Air, land, sea or snow: Lisa’s Akoya microlight leisure plane
By Loz Blain
September 20, 2007
September 21, 2007 The €300,000 Lisa Akoya seems to open up a new category of aircraft. Designed to fly from airstrip to yacht to ski slope, the sporty multi-access amphibian caters perfectly to the business/leisure niche of the very wealthy. Entirely built from high-tech composite materials and capable of landing on a mere 100-metre strip, the luxurious Akoya also features a swivelling wing to make it storable in a narrow garage or on a yacht.
Recently completing its first test flights, Lisa’s Akoya aircraft is already in high demand from buyers keen to own the first aircraft designed to land on ground, water or even snow. The Akoya’s wheels and snow skis retract to seal the aircraft’s hull, which, equipped with small hydrofoils, gives the plane decent water manners.

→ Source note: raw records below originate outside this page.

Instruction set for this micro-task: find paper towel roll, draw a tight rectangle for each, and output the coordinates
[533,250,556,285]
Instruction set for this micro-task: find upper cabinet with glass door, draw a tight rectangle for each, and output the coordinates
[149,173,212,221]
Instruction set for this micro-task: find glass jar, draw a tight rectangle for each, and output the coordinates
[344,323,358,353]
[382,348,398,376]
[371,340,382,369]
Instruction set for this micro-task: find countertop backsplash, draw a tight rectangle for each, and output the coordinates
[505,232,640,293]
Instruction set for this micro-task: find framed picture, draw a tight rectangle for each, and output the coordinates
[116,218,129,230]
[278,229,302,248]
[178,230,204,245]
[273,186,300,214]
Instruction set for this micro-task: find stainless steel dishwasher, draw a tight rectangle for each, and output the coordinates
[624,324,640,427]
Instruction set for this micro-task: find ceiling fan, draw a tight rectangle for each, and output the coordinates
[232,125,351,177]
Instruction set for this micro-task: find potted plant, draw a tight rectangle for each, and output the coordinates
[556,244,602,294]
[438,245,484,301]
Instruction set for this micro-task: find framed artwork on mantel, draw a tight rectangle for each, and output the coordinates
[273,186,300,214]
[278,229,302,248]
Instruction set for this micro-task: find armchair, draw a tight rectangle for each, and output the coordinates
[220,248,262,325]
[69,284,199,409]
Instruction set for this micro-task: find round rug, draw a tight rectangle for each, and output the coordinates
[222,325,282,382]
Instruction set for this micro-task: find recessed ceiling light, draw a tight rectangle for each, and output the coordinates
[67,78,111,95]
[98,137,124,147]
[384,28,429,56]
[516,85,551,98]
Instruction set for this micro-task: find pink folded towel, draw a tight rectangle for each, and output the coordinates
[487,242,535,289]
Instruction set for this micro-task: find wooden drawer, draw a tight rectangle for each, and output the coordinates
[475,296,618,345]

The Ri&Flex; wing system (we don’t know how to pronounce it either) gives exceptional lift to the aircraft allowing very short takeoffs and landings – it’s a rigid carbon wing with a flexible, retractable textile flap that increases the wing surface by 70% when extended. The system also makes the plane very manageable if the 100hp Rotax engine should fail or stall. There's also an inbuilt parachute to ensure a soft landing in emergencies.
With a range of 1500km and a maximum speed of 300kmh, the Akoya is clearly targeted at wealthy aviation enthusiasts wishing for an exciting and unique bridge between yachting and skiing leisure lifestyles. Aesthetically it will fit in with any modern mega-yacht, the tailfin-mounted propeller and sleek composite body giving it a sleek and stylish eye-catching appearance.

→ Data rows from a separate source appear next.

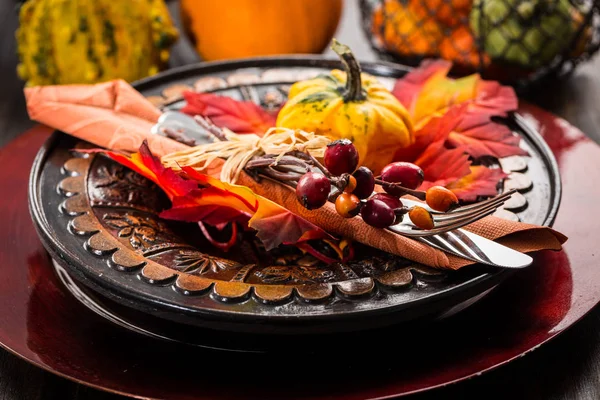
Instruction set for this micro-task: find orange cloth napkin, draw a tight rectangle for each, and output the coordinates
[25,80,567,269]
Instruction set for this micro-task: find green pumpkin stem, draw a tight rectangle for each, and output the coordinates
[331,39,366,103]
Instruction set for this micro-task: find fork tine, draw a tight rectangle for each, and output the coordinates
[434,199,506,227]
[402,207,496,237]
[434,204,501,229]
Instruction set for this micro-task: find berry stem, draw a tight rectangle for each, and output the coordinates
[375,177,425,201]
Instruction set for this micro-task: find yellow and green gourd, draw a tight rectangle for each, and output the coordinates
[16,0,178,86]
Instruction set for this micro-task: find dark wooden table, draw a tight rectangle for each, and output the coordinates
[0,0,600,400]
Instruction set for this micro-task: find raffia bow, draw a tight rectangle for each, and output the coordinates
[161,127,330,183]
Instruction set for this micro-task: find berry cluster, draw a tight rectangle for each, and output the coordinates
[296,139,458,229]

The hefty €300,000 price tag will include the aircraft, the ULM license required to fly it, training from Lisa’s own specialists in water and snow takeoffs and landings, a personalized painting, a footbridge to a water-based pontoon and several accessories. With 45 of the craft expected to be produced before the end of 2009, Lisa are already predicting they won’t be able to satisfy demand.